HPC / Singularity Deployment

On HPC systems where Docker is unavailable, OncoPrep supports Singularity and Apptainer.

1. Build the SIF image

module load singularity
singularity pull oncoprep.sif docker://nko11/oncoprep:latest

2. Pre-download segmentation models

Segmentation models are Docker images that need to be converted to .sif files. A helper script is included in the repository:

# Download the script
wget -O pull_seg_models.sh \
  https://raw.githubusercontent.com/nikitas-k/oncoprep/main/scripts/pull_seg_models.sh

# Pull all models
bash pull_seg_models.sh /scratch/$PROJECT/$USER/seg_cache

# CPU-only models (smaller, no GPU needed)
bash pull_seg_models.sh /scratch/$PROJECT/$USER/seg_cache --cpu-only

Or use the CLI:

oncoprep-models pull -o /scratch/$PROJECT/$USER/seg_cache \
  --runtime singularity

3. Pre-download TemplateFlow templates

HPC compute nodes typically lack internet access. TemplateFlow templates must be pre-cached on a login node before submitting jobs.

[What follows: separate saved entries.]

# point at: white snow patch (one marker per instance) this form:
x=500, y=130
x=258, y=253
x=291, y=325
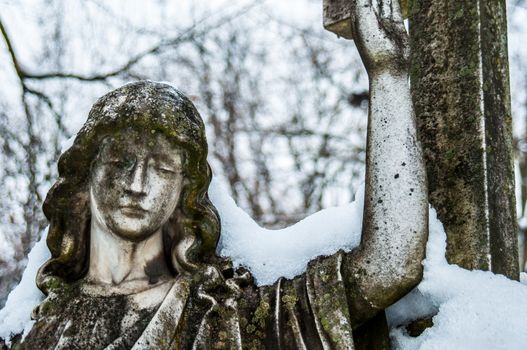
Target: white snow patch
x=475, y=309
x=15, y=317
x=271, y=254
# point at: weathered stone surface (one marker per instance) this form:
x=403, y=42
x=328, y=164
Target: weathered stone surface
x=460, y=91
x=132, y=231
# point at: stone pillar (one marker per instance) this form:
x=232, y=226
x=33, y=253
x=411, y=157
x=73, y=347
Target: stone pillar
x=460, y=87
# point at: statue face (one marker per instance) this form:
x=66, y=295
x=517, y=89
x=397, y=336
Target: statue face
x=135, y=183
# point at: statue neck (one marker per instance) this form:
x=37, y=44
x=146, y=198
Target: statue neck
x=119, y=262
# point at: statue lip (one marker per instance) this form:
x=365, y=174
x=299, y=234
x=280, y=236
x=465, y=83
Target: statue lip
x=133, y=210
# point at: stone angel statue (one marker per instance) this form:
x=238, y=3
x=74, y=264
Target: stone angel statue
x=133, y=233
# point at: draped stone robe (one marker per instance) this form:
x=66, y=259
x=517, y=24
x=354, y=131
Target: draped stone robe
x=311, y=311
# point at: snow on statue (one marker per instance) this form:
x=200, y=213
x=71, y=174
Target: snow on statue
x=133, y=233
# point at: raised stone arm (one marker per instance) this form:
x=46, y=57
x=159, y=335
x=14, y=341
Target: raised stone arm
x=387, y=263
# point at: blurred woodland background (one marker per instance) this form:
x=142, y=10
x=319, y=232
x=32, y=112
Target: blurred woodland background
x=284, y=101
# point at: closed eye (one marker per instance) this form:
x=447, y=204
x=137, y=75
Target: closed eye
x=166, y=170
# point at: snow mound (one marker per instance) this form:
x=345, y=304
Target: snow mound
x=271, y=254
x=15, y=317
x=473, y=309
x=476, y=309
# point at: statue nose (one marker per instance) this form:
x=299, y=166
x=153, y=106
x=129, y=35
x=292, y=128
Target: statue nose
x=137, y=181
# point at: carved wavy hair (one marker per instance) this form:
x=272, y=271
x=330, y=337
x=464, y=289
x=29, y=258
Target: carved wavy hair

On the login node (with internet access):

# Fetch default templates (MNI152NLin2009cAsym + OASIS30ANTs for skull-stripping)
oncoprep --fetch-templates \
  --templateflow-home /scratch/$PROJECT/$USER/templateflow

# Note: This fetches templates for default --output-spaces and --skull-strip-template.
# For custom spaces, specify them explicitly:
oncoprep --fetch-templates \
  --templateflow-home /scratch/$PROJECT/$USER/templateflow \
  --output-spaces MNI152NLin2009cAsym \
  --skull-strip-template OASIS30ANTs

When running on compute nodes, use --offline to disable all network access:

# If TEMPLATEFLOW_HOME is set in environment:
export TEMPLATEFLOW_HOME=/scratch/$PROJECT/$USER/templateflow
oncoprep /data/bids /data/output participant --offline

# Or specify explicitly:
oncoprep /data/bids /data/output participant \
  --templateflow-home /scratch/$PROJECT/$USER/templateflow \
  --offline

The --offline flag sets TEMPLATEFLOW_AUTOUPDATE=false before any imports, preventing TemplateFlow from attempting downloads even when called from workflow nodes. If --templateflow-home is not specified, OncoPrep checks the TEMPLATEFLOW_HOME environment variable, then the default cache location (~/.cache/templateflow).

4. Run on a compute node

GPU mode

singularity run --nv \
  --bind /scratch/$PROJECT/$USER/seg_cache:/seg_cache \
  oncoprep.sif \
  /data/bids /data/bids/derivatives participant \
  --participant-label sub-001 \
  --run-segmentation \
  --container-runtime singularity \
  --seg-cache-dir /seg_cache \
  --templateflow-home /scratch/$PROJECT/$USER/templateflow \
  --offline

CPU-only (single model)

singularity run \
  --bind /scratch/$PROJECT/$USER/seg_cache:/seg_cache \
  oncoprep.sif \
  /data/bids /data/bids/derivatives participant \
  --participant-label sub-001 \
  --run-segmentation --default-seg \
  --container-runtime singularity \
  --seg-cache-dir /seg_cache \
  --templateflow-home /scratch/$PROJECT/$USER/templateflow \
  --offline

Native (non-container) install on HPC

If you installed OncoPrep into a Python virtual environment on the HPC rather than using a Singularity container, you must ensure that external tools (ANTs, FSL, FreeSurfer, etc.) are available in $PATH on the compute node. For example:

module load ants           # provides ImageMath, DenoiseImage, antsRegistration, etc.
module load fsl            # provides bet, flirt, etc. (if using FSL backends)
source /path/to/venv/bin/activate

Tip: Run module avail 2>&1 | grep -i ants to find the exact module name on your system. Common names include ants, ANTs, ANTs/2.5.0, etc.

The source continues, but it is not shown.